Two government policies have, in my opinion, contributed greatly to the demise of American health. Both came as "unintended consequences" of poor economic policies. The first, and most devastating, came with the decision by the Roosevelt Administration to subsidize the most politically powerful farmers, the cattlemen, the dairy farmers and the large grain growers. This in turn led to the promotion by the government of these crops which promotion was canoized as the "Four Food Group" plan. Under this plan, the American people were told that three-fourths of their food (by weight--a further addition to the deception) should come from very calorically dense foods, leaving the American people to get 100% of their nutrition from less than 5% of their calories. Indeed, if the government had not required that these foods be "enriched", Americans would have been dying from Third World deficiency diseases such as beriberi, rickets, and scurvy. As the government has become more involved financially with health, there has been a growing discension within the government itself about this food plan. The first result was the push to reduce the fat content of the items in the meat and dairy groups so that, if Americans chose to use low fat meats and dairy products, they would increase the nutritious portion of their diets to as much as 10%. Later, of course, the four food group plan was scrapped altogether in favor of the "Pyramid" which is a slight, albeit, very slight, improvement.
The other disaster was the implementation by the Truman Administration of wage and price controls after WWII. Since the Democratic party was largely dependent upon labor union support, they had to give concessions to the wage freezes and the concessions they gave were to allow benefits to be increased and not counted as wage increases. The result was the health care system as we know it. Because it was not really designed with health in mind at all, but rather as an under-the-counter wage increase, the result has been to harm, more than help, health. Indeed, any objective observer would not call it a "health-care" system at all.
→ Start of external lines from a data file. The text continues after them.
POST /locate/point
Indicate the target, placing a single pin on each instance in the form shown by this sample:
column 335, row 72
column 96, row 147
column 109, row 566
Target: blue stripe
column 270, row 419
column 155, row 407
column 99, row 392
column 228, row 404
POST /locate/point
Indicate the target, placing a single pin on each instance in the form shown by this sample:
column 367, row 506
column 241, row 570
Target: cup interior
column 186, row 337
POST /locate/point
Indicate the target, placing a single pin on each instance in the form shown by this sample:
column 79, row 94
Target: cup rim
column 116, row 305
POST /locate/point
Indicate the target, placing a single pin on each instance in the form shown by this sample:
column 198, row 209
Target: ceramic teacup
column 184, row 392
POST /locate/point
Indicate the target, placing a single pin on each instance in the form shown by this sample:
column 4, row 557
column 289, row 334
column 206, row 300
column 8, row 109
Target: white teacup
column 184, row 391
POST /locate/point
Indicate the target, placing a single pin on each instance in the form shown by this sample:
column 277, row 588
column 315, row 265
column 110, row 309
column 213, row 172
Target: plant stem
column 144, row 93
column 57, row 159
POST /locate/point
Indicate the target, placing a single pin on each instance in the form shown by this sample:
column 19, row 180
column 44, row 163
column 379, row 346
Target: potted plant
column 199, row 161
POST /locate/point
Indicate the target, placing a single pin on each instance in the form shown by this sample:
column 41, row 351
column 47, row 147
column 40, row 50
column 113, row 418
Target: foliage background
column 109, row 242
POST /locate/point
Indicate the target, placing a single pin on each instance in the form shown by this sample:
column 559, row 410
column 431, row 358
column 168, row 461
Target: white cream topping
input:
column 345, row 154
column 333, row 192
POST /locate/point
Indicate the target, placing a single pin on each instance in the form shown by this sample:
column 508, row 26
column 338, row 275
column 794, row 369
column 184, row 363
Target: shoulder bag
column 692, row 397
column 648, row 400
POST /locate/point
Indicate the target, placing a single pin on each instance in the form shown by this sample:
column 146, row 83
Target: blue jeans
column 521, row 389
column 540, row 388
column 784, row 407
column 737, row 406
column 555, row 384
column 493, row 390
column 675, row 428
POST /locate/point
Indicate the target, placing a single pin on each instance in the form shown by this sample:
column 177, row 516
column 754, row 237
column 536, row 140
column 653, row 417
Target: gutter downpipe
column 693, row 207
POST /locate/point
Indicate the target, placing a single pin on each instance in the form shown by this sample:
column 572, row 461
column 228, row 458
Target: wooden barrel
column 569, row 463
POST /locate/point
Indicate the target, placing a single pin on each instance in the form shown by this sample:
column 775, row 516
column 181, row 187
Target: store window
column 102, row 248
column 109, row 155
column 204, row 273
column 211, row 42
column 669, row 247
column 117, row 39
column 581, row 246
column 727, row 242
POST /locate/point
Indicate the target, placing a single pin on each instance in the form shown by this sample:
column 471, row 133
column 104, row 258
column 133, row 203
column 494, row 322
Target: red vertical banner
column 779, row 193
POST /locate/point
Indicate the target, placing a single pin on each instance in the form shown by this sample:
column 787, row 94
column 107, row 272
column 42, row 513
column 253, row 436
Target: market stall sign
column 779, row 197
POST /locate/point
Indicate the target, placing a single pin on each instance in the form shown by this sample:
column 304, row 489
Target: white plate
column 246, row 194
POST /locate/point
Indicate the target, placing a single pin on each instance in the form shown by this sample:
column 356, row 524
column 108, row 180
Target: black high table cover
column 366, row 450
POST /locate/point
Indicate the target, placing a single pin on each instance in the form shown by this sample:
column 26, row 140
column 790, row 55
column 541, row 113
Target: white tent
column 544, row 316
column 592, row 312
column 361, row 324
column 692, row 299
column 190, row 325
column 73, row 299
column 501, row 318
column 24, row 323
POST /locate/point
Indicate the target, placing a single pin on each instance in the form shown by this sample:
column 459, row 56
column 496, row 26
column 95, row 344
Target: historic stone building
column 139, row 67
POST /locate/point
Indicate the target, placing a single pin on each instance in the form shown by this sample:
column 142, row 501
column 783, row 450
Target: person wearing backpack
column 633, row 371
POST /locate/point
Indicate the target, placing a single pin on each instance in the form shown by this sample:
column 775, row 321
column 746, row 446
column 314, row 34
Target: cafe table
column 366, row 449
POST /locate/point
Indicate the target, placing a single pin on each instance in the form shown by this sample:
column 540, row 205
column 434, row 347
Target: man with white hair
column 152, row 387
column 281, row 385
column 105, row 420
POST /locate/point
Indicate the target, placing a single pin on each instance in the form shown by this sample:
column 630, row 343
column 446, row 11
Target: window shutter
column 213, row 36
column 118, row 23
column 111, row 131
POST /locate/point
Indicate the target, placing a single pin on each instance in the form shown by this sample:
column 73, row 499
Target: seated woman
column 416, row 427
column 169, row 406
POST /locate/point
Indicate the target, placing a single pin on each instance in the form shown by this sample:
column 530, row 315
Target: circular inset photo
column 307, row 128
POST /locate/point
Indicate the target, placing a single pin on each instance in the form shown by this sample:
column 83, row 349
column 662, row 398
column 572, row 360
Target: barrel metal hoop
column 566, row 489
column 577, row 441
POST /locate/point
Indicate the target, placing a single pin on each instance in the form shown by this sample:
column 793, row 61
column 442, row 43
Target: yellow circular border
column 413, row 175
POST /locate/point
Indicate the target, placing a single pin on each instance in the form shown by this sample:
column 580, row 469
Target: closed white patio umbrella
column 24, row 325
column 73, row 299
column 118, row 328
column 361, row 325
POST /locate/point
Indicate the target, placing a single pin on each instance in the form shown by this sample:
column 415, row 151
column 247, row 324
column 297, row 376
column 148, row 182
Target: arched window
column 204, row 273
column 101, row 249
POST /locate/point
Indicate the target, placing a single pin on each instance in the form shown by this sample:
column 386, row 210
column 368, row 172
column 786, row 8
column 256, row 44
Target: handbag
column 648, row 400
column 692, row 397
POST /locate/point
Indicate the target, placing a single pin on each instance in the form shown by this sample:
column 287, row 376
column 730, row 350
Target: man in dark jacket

It is, in fact, for the young and early middle aged a system of symptom alleviation, and even, symptom supression, and for the older middle aged and elderly a system of disease management.
The result of all this has been that the American people have been consistently misled as to what constitues real health and many have been convinced that they have the absolute right to live as irresponsibly as the wealthy have generally lived with respect to health. The real controversy should not center around how can we get someone else to pay to get us healthy. The real controversy should be, how can we develop a true "health care" system.